NBA heads to offseason of uncertainty
Associated Press
MIAMI
As Dirk Nowitzki and Dwyane Wade traded big shots in a thrilling NBA finals, with fans tuning in at levels the league hadn’t seen since the days of the Kobe-Shaq Lakers, the questions came more frequently.
The answers grow harder to understand.
How can Commissioner David Stern tell all those viewers to go watch something else?
Why are owners and players willing to throw away all the momentum the league has built since last summer?
How can they shut it down now?
“It’s an odd position, when the game is the best it’s ever been, when the ratings are the highest they’ve ever been, when the excitement is the greatest it’s ever [been],” Players Association attorney Jeffrey Kessler said last week. “It’s sort of odd to see the owners say we’re going to destroy this game unless you change this whole system. Players just want to play.”

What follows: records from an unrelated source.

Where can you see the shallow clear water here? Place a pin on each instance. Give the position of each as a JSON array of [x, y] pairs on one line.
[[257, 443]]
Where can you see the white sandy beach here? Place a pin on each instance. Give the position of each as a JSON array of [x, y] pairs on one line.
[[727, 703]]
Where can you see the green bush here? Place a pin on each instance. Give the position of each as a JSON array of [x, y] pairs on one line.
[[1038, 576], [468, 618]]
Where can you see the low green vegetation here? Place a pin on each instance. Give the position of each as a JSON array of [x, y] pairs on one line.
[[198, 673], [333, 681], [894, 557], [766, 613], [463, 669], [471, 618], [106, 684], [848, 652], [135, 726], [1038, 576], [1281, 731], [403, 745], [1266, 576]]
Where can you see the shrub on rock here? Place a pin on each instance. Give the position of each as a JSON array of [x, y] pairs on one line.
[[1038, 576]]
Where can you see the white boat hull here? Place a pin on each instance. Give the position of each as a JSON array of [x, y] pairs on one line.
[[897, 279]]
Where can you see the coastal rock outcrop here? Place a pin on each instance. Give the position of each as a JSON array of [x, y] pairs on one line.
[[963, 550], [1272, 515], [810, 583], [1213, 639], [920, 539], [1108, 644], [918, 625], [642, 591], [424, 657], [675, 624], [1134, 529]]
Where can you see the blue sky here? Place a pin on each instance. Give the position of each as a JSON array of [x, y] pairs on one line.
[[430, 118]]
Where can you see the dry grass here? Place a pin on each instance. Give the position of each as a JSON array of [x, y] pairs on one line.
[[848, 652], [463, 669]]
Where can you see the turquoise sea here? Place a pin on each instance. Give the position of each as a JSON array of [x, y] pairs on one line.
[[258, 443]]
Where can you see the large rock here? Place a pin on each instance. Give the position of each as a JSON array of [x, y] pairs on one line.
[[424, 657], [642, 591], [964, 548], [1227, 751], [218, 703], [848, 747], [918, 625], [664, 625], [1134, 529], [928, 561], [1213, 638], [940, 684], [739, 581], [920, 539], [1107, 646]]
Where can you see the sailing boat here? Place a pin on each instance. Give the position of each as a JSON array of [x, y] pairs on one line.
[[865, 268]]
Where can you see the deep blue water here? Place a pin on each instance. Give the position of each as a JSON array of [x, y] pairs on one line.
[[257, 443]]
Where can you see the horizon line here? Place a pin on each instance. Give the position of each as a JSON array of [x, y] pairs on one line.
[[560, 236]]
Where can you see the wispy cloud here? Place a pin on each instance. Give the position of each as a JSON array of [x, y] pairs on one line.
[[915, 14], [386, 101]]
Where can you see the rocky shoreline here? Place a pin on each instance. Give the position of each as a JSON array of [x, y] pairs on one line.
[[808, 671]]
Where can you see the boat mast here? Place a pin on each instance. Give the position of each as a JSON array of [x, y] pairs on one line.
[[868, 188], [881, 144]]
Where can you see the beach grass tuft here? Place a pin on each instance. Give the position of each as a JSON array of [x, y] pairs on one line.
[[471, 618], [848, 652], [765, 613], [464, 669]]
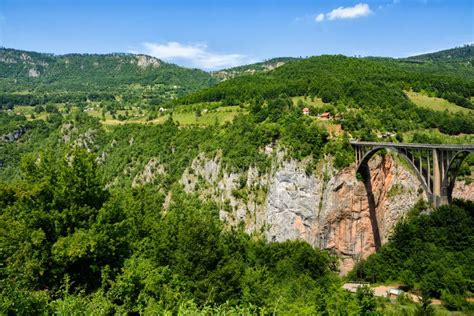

Nobody can predict when they’ll get that chance again. When the Dallas Mavericks finished off the Miami Heat on Sunday night in Game 6, it sent the NBA into a most uncertain offseason.
Owners and players are nowhere close on a new collective bargaining agreement to replace the one that expires June 30. Without a new deal, players say they have been told by the owners they will be locked out.
The NBA was reduced to a 50-game season by a work stoppage in 1998-99, and the loss of games is a threat now. Citing leaguewide losses of about $300 million this season, the league hasn’t budged on its desire for significant changes to the financial structure, ranging from reductions in the length of contracts and the amount of guarantees, to an overhaul of the salary cap system that would prevent teams from being able to exceed it, as they can now under certain exceptions.
And Stern said the record TV ratings and all the other positive attention the league has received doesn’t make him any more motivated to get this settled, since he’d want to do it anyway.
“I don’t need any external prod to want to be able to make a deal,” he said.
The clincher was the highest-rated Game 6 ever on ABC, and fans have pointed to the ratings for that network, along with ESPN and TNT, as reasons why things can’t be as bad as the league claims.